Season 2 of The Last Kingdom starts this Thursday at 9pm:
BBC Two - The Last Kingdom

The Radio Times featured it on the cover with headline _Dane of Thrones_.


----------



## Heather Myst (Mar 12, 2017)

Thanks for the heads up Brian. I really enjoyed season one.


----------



## thaddeus6th (Mar 13, 2017)

Huzzah!


----------



## Steve S (Mar 13, 2017)

Got this on series record - hope it's as good as the excellent first series!


----------



## Connavar (Mar 13, 2017)

Me and brothers we have been looking forward to season 2, season 1 started slowly but finished strong.   

Cant wait for thursday,see it on Netflix quality, easy to watch.   Its no Vikings in that doesnt have that high quality visuals, the epic mythology/world of Hirst but its an interesting period,characters from anglo saxon POV, not the vikings POV.


----------



## svalbard (Mar 14, 2017)

Looks like a bigger budget too.


----------



## Steve S (Mar 25, 2017)

What do you all think of series 2 so far? I don't think it has quite matched the heights of the first series yet but some intriguing plot lines are developing.


----------



## thaddeus6th (Mar 26, 2017)

I missed the start of the second episode.
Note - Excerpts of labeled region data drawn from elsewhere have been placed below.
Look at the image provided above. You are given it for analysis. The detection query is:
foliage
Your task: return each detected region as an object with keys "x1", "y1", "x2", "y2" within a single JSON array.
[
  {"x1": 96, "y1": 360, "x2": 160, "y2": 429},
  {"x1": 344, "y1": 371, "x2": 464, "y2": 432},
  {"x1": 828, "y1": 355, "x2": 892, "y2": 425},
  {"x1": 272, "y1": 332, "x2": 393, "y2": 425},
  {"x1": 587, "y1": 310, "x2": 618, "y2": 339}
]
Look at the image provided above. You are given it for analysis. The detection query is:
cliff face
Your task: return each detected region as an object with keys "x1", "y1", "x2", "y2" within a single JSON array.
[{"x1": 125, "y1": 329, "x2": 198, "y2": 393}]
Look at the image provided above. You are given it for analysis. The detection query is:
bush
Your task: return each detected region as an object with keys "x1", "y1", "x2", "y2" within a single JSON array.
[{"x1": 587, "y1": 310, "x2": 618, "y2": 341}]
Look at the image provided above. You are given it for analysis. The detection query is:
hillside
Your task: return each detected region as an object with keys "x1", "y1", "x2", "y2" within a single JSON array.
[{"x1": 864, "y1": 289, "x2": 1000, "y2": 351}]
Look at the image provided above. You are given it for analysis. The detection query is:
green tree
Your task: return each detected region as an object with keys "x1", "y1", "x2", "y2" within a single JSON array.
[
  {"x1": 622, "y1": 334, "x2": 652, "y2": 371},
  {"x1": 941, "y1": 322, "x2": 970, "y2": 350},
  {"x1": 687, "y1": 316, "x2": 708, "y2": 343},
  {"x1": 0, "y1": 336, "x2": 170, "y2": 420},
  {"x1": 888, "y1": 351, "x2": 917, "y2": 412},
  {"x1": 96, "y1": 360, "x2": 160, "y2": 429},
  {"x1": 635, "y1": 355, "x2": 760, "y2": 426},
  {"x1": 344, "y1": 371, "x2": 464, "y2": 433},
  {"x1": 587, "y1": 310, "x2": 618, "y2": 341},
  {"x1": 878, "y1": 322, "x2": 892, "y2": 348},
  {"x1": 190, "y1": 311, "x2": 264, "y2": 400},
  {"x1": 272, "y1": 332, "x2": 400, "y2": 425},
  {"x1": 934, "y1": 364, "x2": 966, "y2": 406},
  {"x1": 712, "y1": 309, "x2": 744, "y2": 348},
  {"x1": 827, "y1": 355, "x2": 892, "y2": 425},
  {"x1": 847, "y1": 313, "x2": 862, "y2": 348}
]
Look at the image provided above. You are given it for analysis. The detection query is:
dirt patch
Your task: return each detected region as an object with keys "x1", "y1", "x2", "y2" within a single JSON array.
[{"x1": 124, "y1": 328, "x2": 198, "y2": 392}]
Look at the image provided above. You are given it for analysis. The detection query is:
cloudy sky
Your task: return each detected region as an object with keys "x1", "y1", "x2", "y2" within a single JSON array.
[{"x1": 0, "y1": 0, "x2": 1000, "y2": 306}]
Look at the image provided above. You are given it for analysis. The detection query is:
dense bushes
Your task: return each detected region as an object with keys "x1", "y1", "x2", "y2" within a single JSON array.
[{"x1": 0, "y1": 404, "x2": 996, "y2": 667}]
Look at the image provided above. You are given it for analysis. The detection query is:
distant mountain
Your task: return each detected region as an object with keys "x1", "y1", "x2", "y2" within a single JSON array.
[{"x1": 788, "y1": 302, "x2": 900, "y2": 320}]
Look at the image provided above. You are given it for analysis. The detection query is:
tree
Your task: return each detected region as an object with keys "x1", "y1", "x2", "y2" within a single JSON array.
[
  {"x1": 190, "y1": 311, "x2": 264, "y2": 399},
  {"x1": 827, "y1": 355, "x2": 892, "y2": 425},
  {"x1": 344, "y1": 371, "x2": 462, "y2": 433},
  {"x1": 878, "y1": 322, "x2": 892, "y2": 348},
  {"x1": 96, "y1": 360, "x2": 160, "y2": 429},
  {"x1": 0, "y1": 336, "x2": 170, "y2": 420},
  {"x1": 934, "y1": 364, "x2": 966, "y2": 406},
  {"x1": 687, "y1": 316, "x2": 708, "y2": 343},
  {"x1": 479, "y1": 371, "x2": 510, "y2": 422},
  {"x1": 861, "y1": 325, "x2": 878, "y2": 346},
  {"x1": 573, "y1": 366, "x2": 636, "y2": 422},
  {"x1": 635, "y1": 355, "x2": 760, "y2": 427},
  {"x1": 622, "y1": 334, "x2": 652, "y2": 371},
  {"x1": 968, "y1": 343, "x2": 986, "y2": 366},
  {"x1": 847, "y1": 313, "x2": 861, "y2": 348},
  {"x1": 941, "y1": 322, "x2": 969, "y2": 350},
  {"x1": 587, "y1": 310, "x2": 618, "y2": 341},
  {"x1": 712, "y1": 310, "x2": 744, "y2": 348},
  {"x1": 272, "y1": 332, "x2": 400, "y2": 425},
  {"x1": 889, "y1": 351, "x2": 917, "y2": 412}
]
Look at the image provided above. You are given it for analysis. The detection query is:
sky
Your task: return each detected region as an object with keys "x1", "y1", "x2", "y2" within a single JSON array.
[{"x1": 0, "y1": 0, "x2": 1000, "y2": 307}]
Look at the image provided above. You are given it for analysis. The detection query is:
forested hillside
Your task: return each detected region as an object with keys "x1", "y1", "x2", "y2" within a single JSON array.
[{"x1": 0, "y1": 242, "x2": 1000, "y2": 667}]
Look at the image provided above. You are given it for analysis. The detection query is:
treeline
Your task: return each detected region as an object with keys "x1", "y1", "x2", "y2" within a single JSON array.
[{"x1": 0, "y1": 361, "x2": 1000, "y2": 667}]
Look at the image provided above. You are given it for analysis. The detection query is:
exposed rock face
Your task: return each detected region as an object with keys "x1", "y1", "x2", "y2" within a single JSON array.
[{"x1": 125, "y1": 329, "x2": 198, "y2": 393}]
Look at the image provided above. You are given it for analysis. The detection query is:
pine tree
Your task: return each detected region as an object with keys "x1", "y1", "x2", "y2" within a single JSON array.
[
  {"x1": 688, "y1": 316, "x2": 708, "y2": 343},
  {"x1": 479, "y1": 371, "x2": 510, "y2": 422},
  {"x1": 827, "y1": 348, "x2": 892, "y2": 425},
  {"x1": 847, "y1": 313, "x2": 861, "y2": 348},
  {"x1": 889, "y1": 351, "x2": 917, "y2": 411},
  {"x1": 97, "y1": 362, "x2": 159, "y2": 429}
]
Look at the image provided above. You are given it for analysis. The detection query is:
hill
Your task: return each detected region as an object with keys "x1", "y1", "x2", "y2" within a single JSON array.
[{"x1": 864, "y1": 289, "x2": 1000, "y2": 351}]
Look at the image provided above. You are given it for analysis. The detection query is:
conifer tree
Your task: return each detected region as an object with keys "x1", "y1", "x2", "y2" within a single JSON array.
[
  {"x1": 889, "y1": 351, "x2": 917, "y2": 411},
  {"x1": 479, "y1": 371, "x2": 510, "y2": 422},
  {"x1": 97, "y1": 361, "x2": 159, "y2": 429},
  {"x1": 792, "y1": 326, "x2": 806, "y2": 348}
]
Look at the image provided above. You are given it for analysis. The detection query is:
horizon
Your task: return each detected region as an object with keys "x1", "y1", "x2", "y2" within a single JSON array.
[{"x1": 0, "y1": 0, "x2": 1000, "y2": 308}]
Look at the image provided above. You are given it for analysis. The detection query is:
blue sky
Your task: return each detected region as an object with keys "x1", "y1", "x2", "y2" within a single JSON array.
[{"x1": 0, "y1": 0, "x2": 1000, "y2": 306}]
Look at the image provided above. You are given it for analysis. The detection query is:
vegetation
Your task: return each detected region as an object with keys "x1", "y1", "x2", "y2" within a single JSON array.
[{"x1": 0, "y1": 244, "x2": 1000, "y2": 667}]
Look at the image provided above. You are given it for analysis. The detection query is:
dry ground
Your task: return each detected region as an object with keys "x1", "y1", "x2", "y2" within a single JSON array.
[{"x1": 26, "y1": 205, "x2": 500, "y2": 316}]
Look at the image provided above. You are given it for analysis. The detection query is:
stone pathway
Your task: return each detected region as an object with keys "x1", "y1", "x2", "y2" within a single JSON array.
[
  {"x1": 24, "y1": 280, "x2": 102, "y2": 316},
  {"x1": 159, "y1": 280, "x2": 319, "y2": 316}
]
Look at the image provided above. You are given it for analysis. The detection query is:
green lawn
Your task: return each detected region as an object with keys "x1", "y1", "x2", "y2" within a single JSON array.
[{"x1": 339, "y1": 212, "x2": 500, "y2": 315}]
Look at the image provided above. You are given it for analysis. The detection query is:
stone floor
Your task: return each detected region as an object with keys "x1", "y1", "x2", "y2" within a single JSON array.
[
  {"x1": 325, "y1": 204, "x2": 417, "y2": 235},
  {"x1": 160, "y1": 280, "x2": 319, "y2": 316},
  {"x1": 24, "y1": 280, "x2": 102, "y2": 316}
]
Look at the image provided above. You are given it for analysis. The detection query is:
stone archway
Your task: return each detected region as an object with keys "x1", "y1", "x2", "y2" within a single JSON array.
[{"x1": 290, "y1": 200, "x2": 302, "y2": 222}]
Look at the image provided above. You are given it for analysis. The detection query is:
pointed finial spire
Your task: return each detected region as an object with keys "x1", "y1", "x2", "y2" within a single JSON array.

I've completely forgotten how Uhtred met Blondenun or why they get along, but I approve of her. Things seem set up pretty nicely.


----------



## svalbard (Apr 1, 2017)

A fantastic third episode. Moving in parts especially the scene between Uthred and Hild(well played by Eva Birthisle).


----------



## Brian G Turner (Apr 19, 2017)

Ah, pants - missed the first episode, and it's no longer on iPlayer. Just wasn't in the mood for it. Not sure whether to just wait it out and rent it on DVD when it becomes available.


----------



## Piper (Jun 12, 2017)

Is Netflix the only way to see Season 2 in the states?  Loved Season 1 and have been hoping for a Season 2


----------



## Judderman (Sep 8, 2017)

I just watched both seasons. This is a great show!
It does seem like Utrydd is for some reason the only person of influence who has both sense and some knowledge of tactics, but usually the stories remain just about plausible. Good fun.


----------



## thaddeus6th (Sep 8, 2017)

I like the portrayal of Alfred. He's quite tricky, neither a full-blown bookworm nor a warrior-king nor a holy chap, but a mix of all of those.


----------



## Judderman (Sep 8, 2017)

Despite the fact that Utrydd is the most important man in the country in what he has achieved Alfred still doesn't reward him much. If Utrydd just got baptised and said he is a Christian (which he wont) he would be highly decorated by now.


----------



## svalbard (Sep 8, 2017)

Alfred is well played and in keeping with his times as are most of the characters. That is one of the most enjoyable parts of the show. There are few nods to modern sensibilities but the characters are still relatable.


----------